Even with more people getting vaccinated — 57,727 as of last week — Bysiewicz said the infection rate, which is around 7 percent, continues to climb.

“We’re trying to keep the rate as low as possible,” she said. “Don’t let your guard down.”

Health officials are predicting a rise in infection rates in the coming weeks due to the number of families that hosted holiday gatherings, against state health recommendations.

“The prediction is because of social activities around Christmas and the holidays, by mid-January, we’ll see a peak in the infection rate,” she said. “Now is the time we want to encourage people to be tested, even if you’re not having any symptoms. You can be asymptomatic and still be a carrier.”

Amy Taylor, vice president of the Community Health Center’s western region, said the group has seen a “tremendous increase” in the number of people seeking tests after the holidays. Demand has been so great, she said, that the center is using about 75 members of the state National Guard to speed the process.

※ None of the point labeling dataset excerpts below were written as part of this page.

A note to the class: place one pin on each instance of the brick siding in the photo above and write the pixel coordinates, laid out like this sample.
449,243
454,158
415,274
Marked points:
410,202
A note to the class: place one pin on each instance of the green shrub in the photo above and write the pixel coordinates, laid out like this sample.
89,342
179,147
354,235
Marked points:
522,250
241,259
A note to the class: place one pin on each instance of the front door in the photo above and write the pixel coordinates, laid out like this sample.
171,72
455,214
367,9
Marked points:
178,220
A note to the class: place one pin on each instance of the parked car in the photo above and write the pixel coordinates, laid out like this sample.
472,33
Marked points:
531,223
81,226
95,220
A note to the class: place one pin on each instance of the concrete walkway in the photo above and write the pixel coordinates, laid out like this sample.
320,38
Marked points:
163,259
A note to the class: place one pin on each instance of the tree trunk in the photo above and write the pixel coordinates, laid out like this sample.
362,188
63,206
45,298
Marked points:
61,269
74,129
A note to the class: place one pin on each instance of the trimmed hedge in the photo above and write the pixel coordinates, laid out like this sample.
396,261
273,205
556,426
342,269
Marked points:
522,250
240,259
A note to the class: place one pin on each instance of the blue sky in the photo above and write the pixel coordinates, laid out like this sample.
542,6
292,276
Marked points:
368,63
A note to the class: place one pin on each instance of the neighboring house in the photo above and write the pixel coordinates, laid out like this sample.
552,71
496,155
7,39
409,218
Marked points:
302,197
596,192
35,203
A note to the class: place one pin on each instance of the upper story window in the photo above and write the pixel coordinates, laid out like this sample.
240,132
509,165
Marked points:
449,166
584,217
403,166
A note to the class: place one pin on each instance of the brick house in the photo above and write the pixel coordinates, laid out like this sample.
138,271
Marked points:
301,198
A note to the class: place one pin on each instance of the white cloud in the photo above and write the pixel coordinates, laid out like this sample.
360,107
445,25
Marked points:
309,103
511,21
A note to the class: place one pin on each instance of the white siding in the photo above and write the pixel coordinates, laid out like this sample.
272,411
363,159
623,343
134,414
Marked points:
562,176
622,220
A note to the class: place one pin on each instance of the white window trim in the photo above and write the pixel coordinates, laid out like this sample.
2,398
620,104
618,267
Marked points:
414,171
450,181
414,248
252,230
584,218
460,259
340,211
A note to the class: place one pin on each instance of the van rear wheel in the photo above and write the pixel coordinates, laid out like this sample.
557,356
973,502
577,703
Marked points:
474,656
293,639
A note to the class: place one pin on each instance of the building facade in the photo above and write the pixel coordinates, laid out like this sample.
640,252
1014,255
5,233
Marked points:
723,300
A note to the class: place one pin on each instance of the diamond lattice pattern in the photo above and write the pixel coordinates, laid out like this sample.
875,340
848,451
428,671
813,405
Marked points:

“Without that support, we would not have the necessary people to staff our test centers,” she said.

According to Taylor, the location is administering about 300 tests per day, and looking to expand its hours to meet the demand. The Milford location is one of 18 that the center is operating in the state, in addition to mobile testing teams that travel to places like senior centers, homeless shelters and soup kitchens. Community Health Center is conducting about 10 percent of all the COVID tests in Connecticut, she said.

Opening a new location in Milford was important, Bysiewicz said, because New Haven County has the second-highest COVID infection rate in the state, behind Hartford County.

Blake agreed, calling the new test center “a huge resource for the community.”

Rose expressed her pride in Connecticut’s efforts to distribute the vaccine, which is among the best in the country. She also praised the state’s testing efforts.

“The No. 1 question I get asked by family members and constituents is, ‘How do I get tested?’” she said. “Now we have this area here. Just come on down.”

While the state’s ongoing efforts to vaccinate nursing home residents and essential workers in Phase 1A, which includes first responders and other health care workers, social distancing, mask wearing and hand washing remain critical, Bysiewicz said.

“Don’t let your guard down, even if you have been vaccinated,” she said.